URL: https://github.com/SSSD/sssd/pull/985
Author: sumit-bose
 Title: #985: ssh: improvements for ssh_use_certificate_matching_rules
Action: opened

PR body:
"""
ssh: add 'no_rules' and 'all_rules' to ssh_use_certificate_matching_rules

To make ssh_use_certificate_matching_rules option more flexible and
predictable the keywords 'all_rules' and 'no_rules' are added.
'no_rules' can be used to allow all certificates.

If rules names are given but no matching rules can be found this is
considered an error and no ssh keys will be derived from the certificates.

ssh: do not mix different certificate lists

There was a list of binary certificates and a list with base64 encoded ones
which might be different depending on the active matching rules. Only the
base64 one with the filtered results should be used.

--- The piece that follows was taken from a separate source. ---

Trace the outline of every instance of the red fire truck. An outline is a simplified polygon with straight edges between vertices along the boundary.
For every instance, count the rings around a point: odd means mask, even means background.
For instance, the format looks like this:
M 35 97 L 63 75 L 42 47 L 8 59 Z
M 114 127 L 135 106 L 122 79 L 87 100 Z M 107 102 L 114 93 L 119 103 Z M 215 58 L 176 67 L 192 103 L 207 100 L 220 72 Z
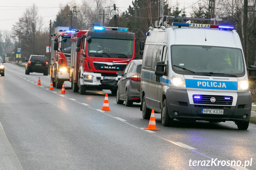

Related to https://pagure.io/SSSD/sssd/issue/4121
"""

To pull the PR as Git branch:
git remote add ghsssd https://github.com/SSSD/sssd
git fetch ghsssd pull/985/head:pr985
git checkout pr985
From d91ff9582c305a95cf3ae3ae50174d752d13ff82 Mon Sep 17 00:00:00 2001
From: Sumit Bose <sb...@redhat.com>
Date: Wed, 8 Jan 2020 13:46:22 +0100
Subject: [PATCH 1/2] ssh: do not mix different certificate lists

There was a list of binary certificates and a list with base64 encoded
ones which might be different depending on the active matching rules.
Only the base64 one with the filtered results should be used.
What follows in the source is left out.